Amada u odiada, la cinta del director de Amarcord se convirtió en un símbolo del universo onírico y una ejemplificación del deseo por vivir. Ayer cumplió 50 años de vida, desde su estreno.

“No hay un fin. No hay un comienzo. Sólo hay la infinita pasión de la vida”, dijo en una entrevista Federico Fellini. Quizás eso define de la mejor forma lo que son las paradojas de “La dolce vita”. No hay fin. No hay comienzo. Sólo hay pasión. Una pasión que vio la luz el 5 de febrero de 1960, cuando las salas de cine italiano exhibieron el filme. Los excesos, la decadencia y la oscuridad de algunos de los personajes de la cinta, además de bellas tomas que pulsaban un nuevo realismo hicieron que el sueño felliniano se convirtiera en inspiración para numerosos cineastas hasta el día de hoy, mostrando la necesidad de pasión en la vida.

Porque eso es, a fin de cuentas, con lo que se queda el espectador: con la pasión. El diálogo y los personajes dieron paso a un cine atrevido, desafiante y absorbente, que ponía en jaque la moral y valores. La historia ambientada en los ’50 muestra la vida de Marcello (Marcello Mastrioianni), un periodista que cubre las noticias de chismes de estrellas del cine y de la aristocracia. La cinta tiene un final abierto, un desarrollo episódico y momentos memorables. Más que una historia continua, Fellini estructuró el filme de manera que pueden ser fácilmente siete días continuos, siete días aislados o siete momentos de pasión, sin comienzo ni un fin concreto.

De algún modo, Roma es esa ciudad imaginada por Fellini. Urbe de encuentros y desencuentros, de noches de pasión y de lugares de ensueño. Fellini mostró la magia de la vida en las calles de Roma, reuniones de los "paparazzi" en la Via Veneto, el famoso Café de París, la discoteca Jackie O', la Taverna Flavia, espacios subversivos, de morales trastocadas y orgías inconclusas.

La cinta tiene la famosa escena donde Sylvia (Anita Ekberg), en un momento de soledad, entra y se baña en la Fontana di Trevi. Una escena que dura un minuto y 38 segundos, y que fusiona el deseo, la frustración y erotismo. A fin de cuentas, es una tentación, el deseo de muchos de vivir una locura, un sueño, una pasión, o siete pasiones distintas.

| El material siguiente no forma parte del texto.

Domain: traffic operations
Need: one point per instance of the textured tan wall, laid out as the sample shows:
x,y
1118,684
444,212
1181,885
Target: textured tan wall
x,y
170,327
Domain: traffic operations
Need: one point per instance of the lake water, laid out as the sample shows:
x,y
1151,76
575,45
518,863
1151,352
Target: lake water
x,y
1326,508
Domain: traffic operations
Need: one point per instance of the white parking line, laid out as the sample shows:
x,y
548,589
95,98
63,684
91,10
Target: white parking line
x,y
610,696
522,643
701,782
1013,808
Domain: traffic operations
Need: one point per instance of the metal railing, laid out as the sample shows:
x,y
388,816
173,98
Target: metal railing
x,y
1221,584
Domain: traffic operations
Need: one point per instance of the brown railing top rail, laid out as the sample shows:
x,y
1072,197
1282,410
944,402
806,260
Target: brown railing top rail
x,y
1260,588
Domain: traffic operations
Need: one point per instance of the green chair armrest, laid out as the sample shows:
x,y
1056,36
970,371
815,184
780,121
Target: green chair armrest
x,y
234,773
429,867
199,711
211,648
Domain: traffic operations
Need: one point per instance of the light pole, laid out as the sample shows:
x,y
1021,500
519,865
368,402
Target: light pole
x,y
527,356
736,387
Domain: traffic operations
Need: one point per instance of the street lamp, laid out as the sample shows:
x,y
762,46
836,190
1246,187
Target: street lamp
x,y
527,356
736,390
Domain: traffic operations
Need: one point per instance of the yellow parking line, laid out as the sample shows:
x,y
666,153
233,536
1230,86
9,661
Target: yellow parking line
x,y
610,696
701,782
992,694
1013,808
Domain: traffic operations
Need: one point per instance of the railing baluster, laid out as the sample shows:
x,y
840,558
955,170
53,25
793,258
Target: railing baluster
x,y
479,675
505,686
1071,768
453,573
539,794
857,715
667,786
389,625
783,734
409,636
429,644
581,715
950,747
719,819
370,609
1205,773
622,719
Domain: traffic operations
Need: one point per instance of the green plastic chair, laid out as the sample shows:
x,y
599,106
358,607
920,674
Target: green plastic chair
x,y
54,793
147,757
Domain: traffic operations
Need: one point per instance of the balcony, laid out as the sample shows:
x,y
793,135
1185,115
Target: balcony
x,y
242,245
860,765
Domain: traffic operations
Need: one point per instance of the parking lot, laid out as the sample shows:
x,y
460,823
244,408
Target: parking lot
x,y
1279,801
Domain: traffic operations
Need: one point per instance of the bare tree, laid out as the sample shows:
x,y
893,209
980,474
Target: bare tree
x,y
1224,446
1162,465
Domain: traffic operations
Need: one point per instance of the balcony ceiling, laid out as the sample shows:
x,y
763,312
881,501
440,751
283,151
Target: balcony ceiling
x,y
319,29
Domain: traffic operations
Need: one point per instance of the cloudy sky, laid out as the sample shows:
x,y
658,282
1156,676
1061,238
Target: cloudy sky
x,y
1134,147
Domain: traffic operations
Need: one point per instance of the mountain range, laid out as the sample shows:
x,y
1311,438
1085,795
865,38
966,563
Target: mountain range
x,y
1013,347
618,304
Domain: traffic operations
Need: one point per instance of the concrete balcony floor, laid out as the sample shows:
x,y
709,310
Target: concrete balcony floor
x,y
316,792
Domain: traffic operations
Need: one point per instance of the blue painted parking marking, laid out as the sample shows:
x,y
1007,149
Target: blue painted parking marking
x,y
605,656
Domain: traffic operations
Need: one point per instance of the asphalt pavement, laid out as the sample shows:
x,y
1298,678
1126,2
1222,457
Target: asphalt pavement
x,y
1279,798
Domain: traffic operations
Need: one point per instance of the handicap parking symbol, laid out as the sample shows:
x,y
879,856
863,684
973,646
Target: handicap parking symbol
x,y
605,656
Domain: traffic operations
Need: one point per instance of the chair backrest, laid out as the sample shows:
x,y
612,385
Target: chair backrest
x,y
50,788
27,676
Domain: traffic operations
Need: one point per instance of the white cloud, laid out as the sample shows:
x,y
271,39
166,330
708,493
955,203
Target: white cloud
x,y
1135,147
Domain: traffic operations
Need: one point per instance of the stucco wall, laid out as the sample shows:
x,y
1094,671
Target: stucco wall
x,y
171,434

Ese era el problema para el Centro Católico Cinematográfico, que catalogó la cinta de “escluso per tutti” (“excluida para todos”). El deseo subyacente y el abandono hedonista convierten al filme en un icono cinematográfico que perdura en el tiempo. Hace 50 años se la llegó a calificar de “inmoral” y algunos miembros del público en el estreno incluso le escupieron a Federico Fellini. Hoy, sin embargo, es un considerada clásico y su influencia se siente desde Woody Allen a Emir Kusturica, pasando por Pedro Almodóvar, David Lynch y Tim Burton.